Harry’s expression went blank.
“Three years,” Poppy said. “Even the housemaids go on holiday to see their families, or go to the country. But Mr. Valentine is so devoted to his job that he forgoes all his personal time. And you’ve probably never offered a word of praise or thanks for it.”
“I pay him a salary,” Harry said indignantly. “Why the devil are you so interested in the personal lives of the hotel staff?”
“Because I can’t live with people and see them day to day and not care about them.”
“Then you can bloody well start with me!”
“You want me to care about you?” Her incredulous tone seemed to exasperate him.
“I want you to behave like a wife.”
“Then stop trying to control me as you do everyone else. You’ve allowed me no choice in anything—not even the choice of whether or not to marry you in the first place!”
“And there’s the heart of the matter,” Harry said. “You’ll never stop trying to punish me for taking you away from Michael Bayning. Has it occurred to you that it wasn’t nearly as great a loss to him as it was to you?”

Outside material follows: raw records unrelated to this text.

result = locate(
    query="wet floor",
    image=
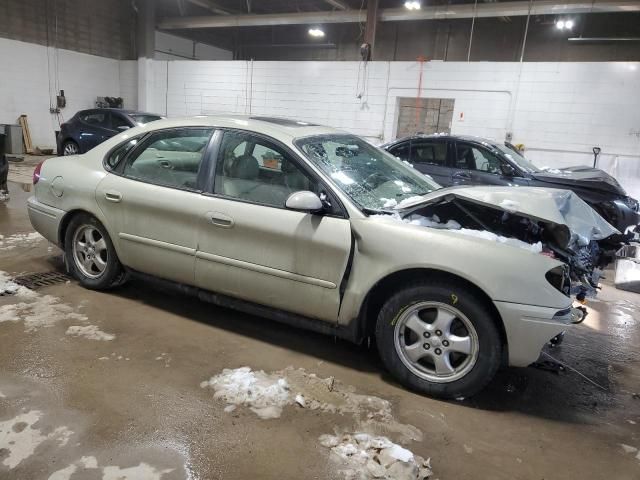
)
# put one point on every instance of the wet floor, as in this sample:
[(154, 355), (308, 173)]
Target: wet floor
[(119, 395)]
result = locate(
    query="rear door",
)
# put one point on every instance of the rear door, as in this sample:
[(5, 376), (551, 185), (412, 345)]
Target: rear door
[(95, 128), (477, 165), (152, 202), (253, 248)]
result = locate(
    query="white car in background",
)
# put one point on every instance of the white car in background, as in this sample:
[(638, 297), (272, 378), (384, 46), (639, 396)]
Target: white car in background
[(315, 227)]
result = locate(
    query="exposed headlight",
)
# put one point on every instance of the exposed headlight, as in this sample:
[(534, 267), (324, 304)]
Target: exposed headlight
[(632, 203), (560, 279)]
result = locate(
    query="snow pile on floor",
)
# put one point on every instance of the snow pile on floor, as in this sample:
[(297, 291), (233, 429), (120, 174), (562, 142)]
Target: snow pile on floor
[(143, 471), (19, 240), (362, 456), (91, 332), (39, 311), (266, 395), (19, 439)]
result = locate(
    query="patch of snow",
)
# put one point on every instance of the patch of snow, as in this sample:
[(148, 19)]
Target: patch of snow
[(143, 471), (20, 439), (363, 456), (40, 311), (91, 332), (264, 394), (271, 393), (510, 205), (19, 239)]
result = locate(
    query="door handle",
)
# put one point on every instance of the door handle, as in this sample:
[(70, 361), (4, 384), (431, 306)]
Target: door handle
[(113, 196), (220, 219)]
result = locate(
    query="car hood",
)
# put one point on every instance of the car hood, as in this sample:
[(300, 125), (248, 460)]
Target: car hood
[(558, 208), (581, 177)]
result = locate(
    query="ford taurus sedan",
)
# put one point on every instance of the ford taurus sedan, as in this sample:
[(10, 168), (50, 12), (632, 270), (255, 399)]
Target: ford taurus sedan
[(315, 227)]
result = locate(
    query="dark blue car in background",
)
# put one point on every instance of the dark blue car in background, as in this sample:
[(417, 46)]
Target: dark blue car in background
[(89, 128), (462, 160)]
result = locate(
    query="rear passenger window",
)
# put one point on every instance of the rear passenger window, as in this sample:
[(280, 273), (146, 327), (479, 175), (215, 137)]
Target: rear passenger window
[(252, 169), (119, 153), (171, 158)]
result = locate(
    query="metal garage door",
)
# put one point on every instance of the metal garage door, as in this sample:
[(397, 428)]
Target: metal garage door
[(425, 115)]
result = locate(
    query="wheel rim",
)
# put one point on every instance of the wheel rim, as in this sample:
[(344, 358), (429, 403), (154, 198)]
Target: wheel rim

Poppy’s eyes narrowed suspiciously. “What do you mean?”
“He’s found consolation from any number of women since the wedding. He’s fast becoming known as the biggest whoremonger in town.”
“I don’t believe you,” Poppy said, turning ashen. It wasn’t possible. She couldn’t conceive of Michael—her Michael—behaving in such a way.
“It’s all over London,” Harry said ruthlessly. “He drinks, gambles, and squanders money. And the devil knows how many bawdy-house diseases he’s caught by now. It might console you that the viscount is probably regretting his decision to forbid the match between you and his son. At this rate, Bayning won’t live long enough to inherit the title.”
“Ask your brother. You should thank me. Because as much as you despise me, I’m a better bargain than Michael Bayning.”
“I should thank you?” Poppy asked thickly. “After what you’ve done to Michael?” A dazed smile crossed her lips, and she shook her head. She put her hands to her temples, as if to stave off an encroaching headache. “I need to see him. I must speak to him—” She broke off as he seized her arms in a harsh grip that was just short of painful.
“Try,” Harry said softly, “and you’ll both regret it.”
Shoving his hands away, Poppy stared at his hard features and thought, this is the man I’m married to.
Unable to endure one more minute of proximity to his wife, Harry left for the fencing club. He was going find someone, anyone, who wanted to practice, and he was going to fight until his muscles were sore and his frustration was spent. He was sick with need, half mad with it. But he didn’t want Poppy to accept him out of duty. He wanted her willing. He wanted her warm and welcoming, the way she would have been with Michael Bayning. Harry would be damned if he’d take anything less.